Roma Ritagliare la breve di un quotidiano, fare la fotocopia ingrandita, riprodurre la testata del giornale e scontornare con le forbici anche questa. Poi comporre con cura i due frammenti e fare in modo che la notiziola sembri un’apertura di prima pagina, con il nome del giornale bello centrato e il titolo della notizia che occupa l’intera larghezza della pagina. Piazzare il grafico in modo da simulare una classica fotona da prima pagina. Rifotocopiare il tutto (a colori), quindi mostrare a una platea amica.

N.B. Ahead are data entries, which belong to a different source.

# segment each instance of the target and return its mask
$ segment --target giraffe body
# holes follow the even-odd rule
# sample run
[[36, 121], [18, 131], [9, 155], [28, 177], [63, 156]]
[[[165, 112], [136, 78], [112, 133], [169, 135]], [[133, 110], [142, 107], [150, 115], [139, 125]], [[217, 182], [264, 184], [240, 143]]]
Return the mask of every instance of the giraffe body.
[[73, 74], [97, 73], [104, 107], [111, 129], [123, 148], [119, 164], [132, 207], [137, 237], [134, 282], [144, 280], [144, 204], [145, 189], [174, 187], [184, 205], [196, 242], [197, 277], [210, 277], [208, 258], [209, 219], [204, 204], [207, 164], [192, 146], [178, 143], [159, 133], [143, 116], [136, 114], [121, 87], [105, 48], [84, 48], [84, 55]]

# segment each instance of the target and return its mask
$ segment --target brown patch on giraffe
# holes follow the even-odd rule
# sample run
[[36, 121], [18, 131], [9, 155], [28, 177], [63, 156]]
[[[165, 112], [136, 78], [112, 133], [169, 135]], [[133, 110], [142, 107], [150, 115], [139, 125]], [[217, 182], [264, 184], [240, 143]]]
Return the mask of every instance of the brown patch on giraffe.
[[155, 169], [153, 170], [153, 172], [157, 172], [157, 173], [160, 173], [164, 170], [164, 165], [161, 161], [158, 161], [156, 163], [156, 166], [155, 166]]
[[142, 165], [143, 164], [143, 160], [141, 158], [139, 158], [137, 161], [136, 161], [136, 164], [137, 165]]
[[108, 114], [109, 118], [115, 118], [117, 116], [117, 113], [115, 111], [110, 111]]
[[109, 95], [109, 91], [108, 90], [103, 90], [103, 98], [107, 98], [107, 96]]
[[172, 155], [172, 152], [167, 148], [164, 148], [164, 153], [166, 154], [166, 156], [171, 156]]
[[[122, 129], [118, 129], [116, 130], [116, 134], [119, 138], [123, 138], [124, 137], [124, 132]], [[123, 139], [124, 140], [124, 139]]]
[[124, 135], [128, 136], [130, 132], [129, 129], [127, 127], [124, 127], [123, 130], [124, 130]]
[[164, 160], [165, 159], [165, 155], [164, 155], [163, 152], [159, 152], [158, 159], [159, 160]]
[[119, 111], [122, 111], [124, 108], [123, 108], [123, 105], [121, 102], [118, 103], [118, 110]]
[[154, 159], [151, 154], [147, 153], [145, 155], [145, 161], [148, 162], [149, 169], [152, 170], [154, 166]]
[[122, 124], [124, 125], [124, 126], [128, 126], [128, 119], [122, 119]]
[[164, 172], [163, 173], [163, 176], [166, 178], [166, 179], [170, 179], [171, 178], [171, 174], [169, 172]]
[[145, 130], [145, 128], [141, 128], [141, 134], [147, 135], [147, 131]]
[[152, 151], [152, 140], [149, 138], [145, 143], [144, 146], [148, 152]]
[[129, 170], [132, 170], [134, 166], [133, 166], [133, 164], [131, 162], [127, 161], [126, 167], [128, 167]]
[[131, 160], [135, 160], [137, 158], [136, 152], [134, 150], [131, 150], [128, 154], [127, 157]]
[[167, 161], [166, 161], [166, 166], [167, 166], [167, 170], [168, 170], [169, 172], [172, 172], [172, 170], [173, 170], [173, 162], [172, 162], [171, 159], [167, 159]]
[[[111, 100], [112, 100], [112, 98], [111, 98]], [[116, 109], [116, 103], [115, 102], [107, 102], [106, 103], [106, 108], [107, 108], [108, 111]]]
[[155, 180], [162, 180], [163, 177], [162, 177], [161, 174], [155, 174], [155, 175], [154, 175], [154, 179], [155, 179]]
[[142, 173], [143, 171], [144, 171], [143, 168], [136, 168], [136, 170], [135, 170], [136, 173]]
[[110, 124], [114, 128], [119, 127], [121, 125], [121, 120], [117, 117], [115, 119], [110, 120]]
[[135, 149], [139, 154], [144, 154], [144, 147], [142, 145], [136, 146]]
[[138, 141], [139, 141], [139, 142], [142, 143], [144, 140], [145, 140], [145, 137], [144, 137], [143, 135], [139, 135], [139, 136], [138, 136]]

Giovedì scorso Gad Lerner ha avuto il suo da fare con forbici e colla. Sei operazioni che farebbero perdere la pazienza anche a un addetto stampa alle prime armi. E ce ne devono essere state ancora più difficili per Gad, visto che si trovava a Lampedusa. Ma che al giornalista sono bastate queste per confezionare un prodotto utile a sostenere la sua tesi e quella di Michele Santoro: Il Giornale non è più quello di una volta perché dà conto di un sondaggio reso noto dal premier Silvio Berlusconi che lo vede, in quanto a popolarità, in testa tra gli altri capi di governo.
L’articoletto era uscito mercoledì, un «taglio basso» a pagina cinque. Giovedì Lerner lo ha mostrato, ma in una versione maxi. Circostanza che ha fatto perdere la pazienza all’ex direttore del Giornale Maurizio Belpietro, invitato alla puntata di Annozero dedicata a Montanelli: «Quello non è un titolo di testata. È una breve». Siparietto con il giornalista della tv di Stato che ha fatto da spalla a quello di La7 mostrando di non sapere niente («Non so nemmeno cosa sia. Come “manipolazione”? Ah, sei tu Gad...»). E poi chiusa con Gad Lerner che ironizza sui successori di Montanelli; e Belpietro che si augura comunque che il Giornale non cada mai in mano sua e gli ricorda l’episodio delle immagini ai limiti della pedopornografia mandate in onda dal Tg1 quando Gad era direttore.
Quello che Lerner non ha detto è che la notizia era stata riportata dalle agenzie di stampa. E che non era finita solo sul Giornale. Agi e Adnkronos avevano dedicato un paio di lanci al sondaggio che metteva a confronto la popolarità del presidente del Consiglio italiano con quella degli altri premier. Con un titolo identico a quello del Giornale: «Europee: Berlusconi è leader più amato al mondo». Nessun cenno al fatto che la notizia del consenso di cui Berlusconi aveva parlato ai suoi candidati, poi era finita anche sui siti internet di informazione, compreso quello di Repubblica. E che il giorno dopo la classifica era un titolo di una «breve» a pagina sedici del Sole24ore. Pochi giorni prima, in Abruzzo, Berlusconi aveva già parlato del sondaggio. Ma la notizia non fu ripresa né dalle agenzie né dai quotidiani.
In compenso, lo stesso giorno fu il Corriere della Sera a dare conto della percentuale di italiani a favore del premier, in crescita soprattutto dopo il terremoto abruzzese. L’emergenza, si sa, favorisce chi governa e penalizza le opposizioni.